Gardeners risk cold ambush   

Last updated 05:00 11/08/2013

It's been dubbed "sprinter" - the winter that feels more like spring, but those with green fingers should think twice before rushing into the garden.

The days are getting longer and warmer, and already magnolia trees and daffodils are in bloom, but a sudden cold snap would spell disaster for unprotected baby crops, NZ Gardener editor Jo McCarroll warns.

National Institute of Water and Research (Niwa) figures last week revealed that July was New Zealand's fourth-warmest in record, and temperatures are expected to be higher than usual between August and October.

"It's very tempting to get planting but you just can't beat mother nature, you never know what's going to be in store," McCarroll said.

"You can see an unseasonal blossom in the garden but if there's a cold spell that will be knocked right off."

McCarroll says she's had Orion peaches already appearing at her Auckland home.

But there are some things gardeners can safely do now if their green fingers are itching.

"At this time of year, you're fine to sow beetroot, broad beans, lettuces and radishes - the seed will germinate even though the soil's still quite cold.

"You can plant out seedlings of asparagus, lettuces, silverbeet, spinach and Asian greens too. They're all tough enough to cope if there's a cold snap, and in fact some of those leafy crops don't like it too hot and will bolt to seed at the height of summer.

"You can also start your summer crops like tomatoes, peppers, eggplants and chillies this month from seed, but you'll need to keep the seed trays inside on a sunny windowsill or in a heated glasshouse.

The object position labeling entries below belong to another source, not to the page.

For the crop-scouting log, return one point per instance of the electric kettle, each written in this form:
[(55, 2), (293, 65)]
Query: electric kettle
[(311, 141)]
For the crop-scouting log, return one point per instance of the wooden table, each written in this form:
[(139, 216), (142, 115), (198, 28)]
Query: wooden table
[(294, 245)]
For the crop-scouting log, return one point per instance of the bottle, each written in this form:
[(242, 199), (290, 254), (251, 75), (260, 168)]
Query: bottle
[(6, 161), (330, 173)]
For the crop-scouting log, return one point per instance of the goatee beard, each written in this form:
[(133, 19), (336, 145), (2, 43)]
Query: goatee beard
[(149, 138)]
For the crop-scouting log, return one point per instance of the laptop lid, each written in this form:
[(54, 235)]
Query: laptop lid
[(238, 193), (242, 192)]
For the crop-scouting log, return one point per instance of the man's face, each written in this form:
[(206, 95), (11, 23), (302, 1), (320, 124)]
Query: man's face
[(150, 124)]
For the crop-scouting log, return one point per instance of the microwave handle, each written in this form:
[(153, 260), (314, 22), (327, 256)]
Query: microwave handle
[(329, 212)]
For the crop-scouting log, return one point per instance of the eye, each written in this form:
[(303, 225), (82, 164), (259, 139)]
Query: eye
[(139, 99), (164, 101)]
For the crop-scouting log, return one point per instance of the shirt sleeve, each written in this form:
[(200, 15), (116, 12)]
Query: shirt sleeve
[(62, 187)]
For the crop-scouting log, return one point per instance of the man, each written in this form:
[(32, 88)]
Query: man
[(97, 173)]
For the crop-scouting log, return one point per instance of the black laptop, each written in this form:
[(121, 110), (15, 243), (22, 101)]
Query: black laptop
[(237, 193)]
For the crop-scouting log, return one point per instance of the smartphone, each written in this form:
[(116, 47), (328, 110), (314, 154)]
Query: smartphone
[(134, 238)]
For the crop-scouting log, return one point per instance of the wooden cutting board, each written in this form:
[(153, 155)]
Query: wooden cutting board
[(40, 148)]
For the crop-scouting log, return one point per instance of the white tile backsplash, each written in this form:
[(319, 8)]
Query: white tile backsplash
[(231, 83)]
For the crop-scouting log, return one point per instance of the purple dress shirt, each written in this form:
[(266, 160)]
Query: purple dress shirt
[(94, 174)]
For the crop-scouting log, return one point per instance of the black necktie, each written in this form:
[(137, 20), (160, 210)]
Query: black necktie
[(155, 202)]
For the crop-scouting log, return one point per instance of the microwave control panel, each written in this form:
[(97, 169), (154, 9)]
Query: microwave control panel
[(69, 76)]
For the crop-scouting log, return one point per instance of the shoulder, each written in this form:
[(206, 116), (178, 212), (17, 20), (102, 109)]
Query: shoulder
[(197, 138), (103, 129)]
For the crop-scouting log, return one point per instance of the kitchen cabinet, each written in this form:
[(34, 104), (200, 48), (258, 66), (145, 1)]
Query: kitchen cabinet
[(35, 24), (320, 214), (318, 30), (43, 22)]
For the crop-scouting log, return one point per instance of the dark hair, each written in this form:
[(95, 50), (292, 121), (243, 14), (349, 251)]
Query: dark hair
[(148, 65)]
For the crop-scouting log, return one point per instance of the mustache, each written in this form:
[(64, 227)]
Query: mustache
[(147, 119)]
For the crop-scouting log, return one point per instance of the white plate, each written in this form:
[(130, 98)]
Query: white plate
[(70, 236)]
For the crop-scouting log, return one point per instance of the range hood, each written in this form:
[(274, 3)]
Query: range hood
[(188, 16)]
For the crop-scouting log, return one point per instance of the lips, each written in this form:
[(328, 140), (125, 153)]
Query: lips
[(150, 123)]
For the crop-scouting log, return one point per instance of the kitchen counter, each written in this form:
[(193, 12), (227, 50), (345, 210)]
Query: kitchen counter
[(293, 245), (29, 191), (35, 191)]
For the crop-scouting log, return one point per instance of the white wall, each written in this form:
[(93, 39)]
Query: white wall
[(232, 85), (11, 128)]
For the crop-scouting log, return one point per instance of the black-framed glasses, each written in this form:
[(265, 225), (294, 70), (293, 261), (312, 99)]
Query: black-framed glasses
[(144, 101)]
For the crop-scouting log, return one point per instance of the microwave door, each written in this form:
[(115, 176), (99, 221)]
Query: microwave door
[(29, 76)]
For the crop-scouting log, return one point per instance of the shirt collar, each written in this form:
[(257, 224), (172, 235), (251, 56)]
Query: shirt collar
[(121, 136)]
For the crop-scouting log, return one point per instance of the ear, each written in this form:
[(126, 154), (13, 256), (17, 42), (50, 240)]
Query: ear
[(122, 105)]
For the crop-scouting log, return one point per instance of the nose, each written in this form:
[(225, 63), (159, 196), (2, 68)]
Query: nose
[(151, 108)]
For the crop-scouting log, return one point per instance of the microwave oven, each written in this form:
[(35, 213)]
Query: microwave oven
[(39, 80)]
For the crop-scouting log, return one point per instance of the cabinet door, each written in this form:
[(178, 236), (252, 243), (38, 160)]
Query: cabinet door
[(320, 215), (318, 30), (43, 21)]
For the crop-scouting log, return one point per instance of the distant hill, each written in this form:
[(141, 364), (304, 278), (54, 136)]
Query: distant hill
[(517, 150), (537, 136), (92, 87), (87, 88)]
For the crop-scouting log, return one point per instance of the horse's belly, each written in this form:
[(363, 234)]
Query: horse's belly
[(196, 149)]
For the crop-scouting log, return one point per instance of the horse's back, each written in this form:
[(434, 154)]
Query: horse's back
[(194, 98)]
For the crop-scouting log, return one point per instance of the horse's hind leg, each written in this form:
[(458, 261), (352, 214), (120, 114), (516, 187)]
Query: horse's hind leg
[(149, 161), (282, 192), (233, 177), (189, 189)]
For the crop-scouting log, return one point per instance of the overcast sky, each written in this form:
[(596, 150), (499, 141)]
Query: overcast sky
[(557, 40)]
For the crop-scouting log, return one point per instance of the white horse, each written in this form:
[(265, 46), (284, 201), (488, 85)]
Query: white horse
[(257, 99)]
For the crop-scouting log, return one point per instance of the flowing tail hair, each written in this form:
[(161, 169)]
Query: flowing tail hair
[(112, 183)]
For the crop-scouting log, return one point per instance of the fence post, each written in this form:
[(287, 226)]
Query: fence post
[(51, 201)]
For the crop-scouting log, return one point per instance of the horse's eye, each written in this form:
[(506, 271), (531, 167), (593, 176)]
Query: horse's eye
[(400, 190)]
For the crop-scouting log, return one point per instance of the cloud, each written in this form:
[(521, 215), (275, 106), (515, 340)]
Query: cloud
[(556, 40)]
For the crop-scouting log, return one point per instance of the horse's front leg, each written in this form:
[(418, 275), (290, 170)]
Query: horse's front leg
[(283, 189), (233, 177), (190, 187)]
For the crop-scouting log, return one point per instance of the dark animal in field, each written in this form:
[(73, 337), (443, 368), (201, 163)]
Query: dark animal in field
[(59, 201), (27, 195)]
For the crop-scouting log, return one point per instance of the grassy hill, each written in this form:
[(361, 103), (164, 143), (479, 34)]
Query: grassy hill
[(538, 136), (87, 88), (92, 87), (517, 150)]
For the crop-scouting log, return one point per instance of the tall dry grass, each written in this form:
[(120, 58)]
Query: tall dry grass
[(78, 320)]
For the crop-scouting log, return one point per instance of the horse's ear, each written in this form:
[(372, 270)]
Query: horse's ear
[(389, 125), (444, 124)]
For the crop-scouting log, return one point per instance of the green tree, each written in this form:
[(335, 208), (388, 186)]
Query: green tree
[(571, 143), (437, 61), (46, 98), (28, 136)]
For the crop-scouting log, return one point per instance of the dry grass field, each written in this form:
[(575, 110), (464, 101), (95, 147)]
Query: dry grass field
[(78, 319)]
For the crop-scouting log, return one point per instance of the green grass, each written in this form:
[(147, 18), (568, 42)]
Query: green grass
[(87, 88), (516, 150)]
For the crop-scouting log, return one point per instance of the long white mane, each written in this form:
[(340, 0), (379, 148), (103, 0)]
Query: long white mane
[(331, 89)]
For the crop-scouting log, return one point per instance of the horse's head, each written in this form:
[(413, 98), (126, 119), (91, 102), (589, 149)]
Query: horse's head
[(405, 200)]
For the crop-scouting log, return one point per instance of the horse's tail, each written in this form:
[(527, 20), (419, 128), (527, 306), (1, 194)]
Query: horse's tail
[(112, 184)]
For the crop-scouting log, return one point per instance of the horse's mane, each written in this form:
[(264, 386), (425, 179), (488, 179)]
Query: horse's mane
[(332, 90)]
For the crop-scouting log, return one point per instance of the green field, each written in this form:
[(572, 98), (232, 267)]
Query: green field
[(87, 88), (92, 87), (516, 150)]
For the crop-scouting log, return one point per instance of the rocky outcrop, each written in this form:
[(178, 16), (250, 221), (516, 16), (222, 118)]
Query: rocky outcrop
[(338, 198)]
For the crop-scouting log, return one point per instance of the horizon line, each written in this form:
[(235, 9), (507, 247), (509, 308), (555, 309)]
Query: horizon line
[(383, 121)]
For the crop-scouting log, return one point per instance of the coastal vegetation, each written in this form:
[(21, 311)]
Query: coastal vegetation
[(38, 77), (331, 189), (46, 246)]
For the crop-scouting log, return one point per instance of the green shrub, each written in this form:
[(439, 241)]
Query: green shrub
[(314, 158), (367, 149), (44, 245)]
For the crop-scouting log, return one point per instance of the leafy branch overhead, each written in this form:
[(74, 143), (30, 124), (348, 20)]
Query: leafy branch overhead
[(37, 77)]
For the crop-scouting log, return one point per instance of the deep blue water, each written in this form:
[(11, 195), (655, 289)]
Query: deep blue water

"All these crops are heat lovers and there's no point planting them out too soon. A cold snap early in their life will knock them back, and even if they survive they'll sulk forever more and won't produce as well. Wait until about October."

This sort of "false Spring" is common in Auckland and places north. It is not unusual to get the only frosts of the year in late August after the daffs have flowered and blossoms are on the trees.
I have been caught out before.
My solution is I now own a soil thermometer - it is currently showing 14 degrees in my cold frame during the day. Warm enough for salad greens but I will be starting my tomatoes, peppers and chillies inside the house in a heated propagator. I won't be planting them outside until the soil temperature is somewhat warmer.

I didn't have a heated propagator last year so it was nearly summer before my peppers were ready to be planted out and then the drought kicked in and slowed them up. I had only picked two red peppers by the time it was winter so I plonked my new cold frame over top to see if that would ripen the green fruit. It worked a treat helped by our mild winter - I am still picking peppers.